31 julio 2015

HOMILÍA IGNACIO DE LOYOLA

Cerramos el mes de julio con la memoria de San Ignacio de Loyola, fundador de la Compañía de Jesús. La vida de este hombre insigne es muy conocida. Como toda vida humana, también ésta se presta a muchas interpretaciones. Hay quienes ven en Ignacio un vasco por los cuatro costados y hacen de él un icono de la identidad vasca. Hay otros que acentúan su condición militar y, desde ella, interpretan su sentido combativo de la vida y sus dotes organizadoras. Para algunos, Ignacio es un precursor de Freud, un fino conocedor de los “fondos oscuros” del alma humana. Para otros, es una personalidad un poco siniestra, marcada por los sinsabores y los fracasos.
La memoria litúrgica se fija en lo esencial: Ignacio de Loyola fue, en medio de sus contradicciones y límites, un “amigo de Jesús” que se sintió llamado a formar parte de su compañía junto con otros amigos. O, dicho desde el evangelio de hoy, alguien que se sintió atraído por el “tesoro escondido” del evangelio y fue capaz de vender todo para comprarlo.

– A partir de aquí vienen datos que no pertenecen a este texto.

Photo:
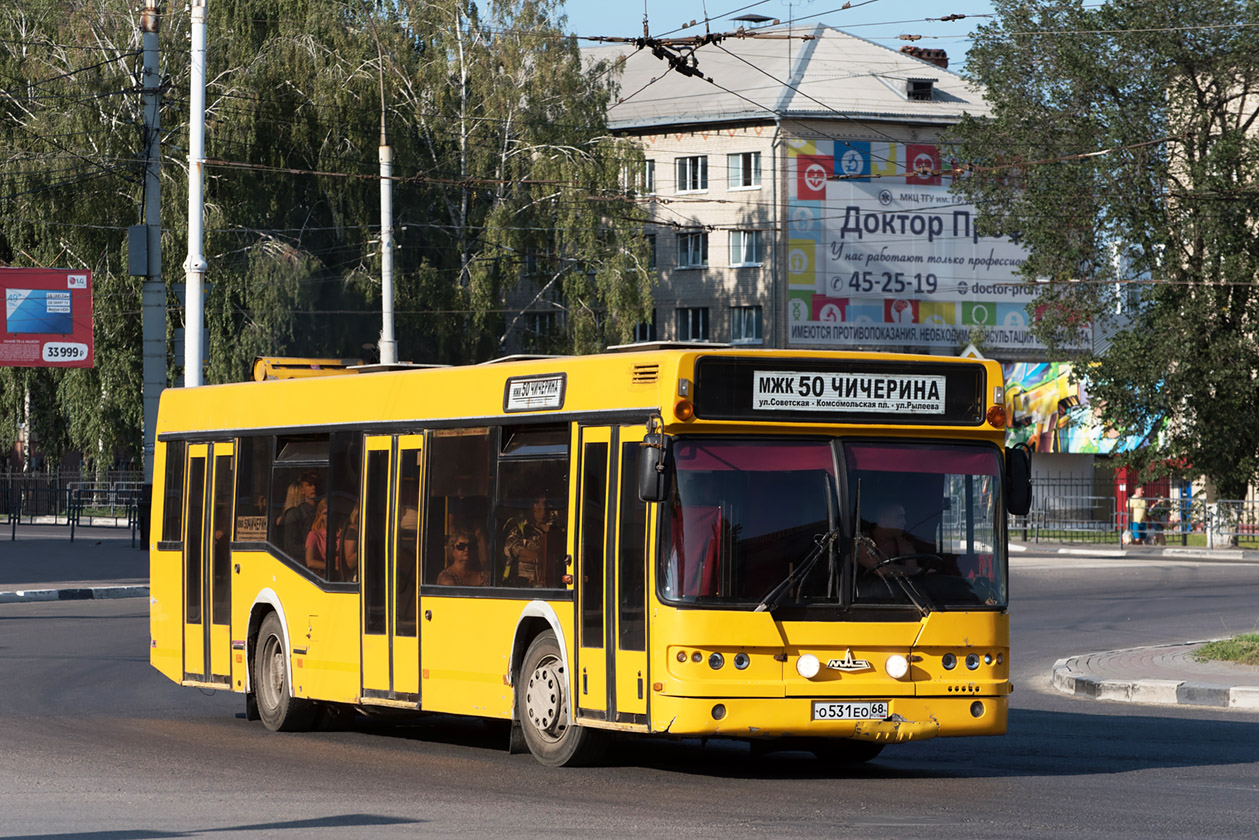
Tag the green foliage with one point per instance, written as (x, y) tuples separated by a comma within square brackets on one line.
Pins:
[(1162, 221), (1243, 650), (500, 150)]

Esta atracción estuvo muy ligada a la mediación de los santos. Cuando se encontraba retirado en su caserío vasco, restableciéndose después de las heridas sufridas en Pamplona, experimentó el tirón de los que antes que él habían encontrado el tesoro. Él quería matar el mucho tiempo libre leyendo novelas de caballería y, sin embargo, se encontró mirando a los ojos de Francisco de Asís, de Domingo de Guzmán, y de otros santos. Y, sin saber por qué, quiso ser como ellos. No se sintió atraído por los “valores” del evangelio -como nos gusta decir hoy abusando del lenguaje abstracto- sino por las personas que habían hecho vida esos valores.
A menudo he pensado que necesitamos convivir más con los santos, con personas de carne y hueso, limitadas, que hayan vivido a fondo la atracción de Jesús. Nos iluminan ciertamente figuras como Francisco, Clara, Domingo, Teresa de Jesús, Ignacio de Loyola, Antonio María Claret, Rosa de Lima, pero hay algo que estas figuras no pueden darnos: el perfil de la santidad en las sociedades del tercer milenio. Ellos nos enseñaron a vivir el evangelio cuando no había luz eléctrica ni aviones ni ordenadores. Sus formas nos son muy conocidas a través de la tradición ascética. Pero, ¿dónde están los santos posteriores al Vaticano II? ¿Cómo se puede descubrir el tesoro escondido en una ciudad asediada por el ruido de los coches? ¿O en un barrio marginal sin alcantarillas y con muchos niños desnutridos?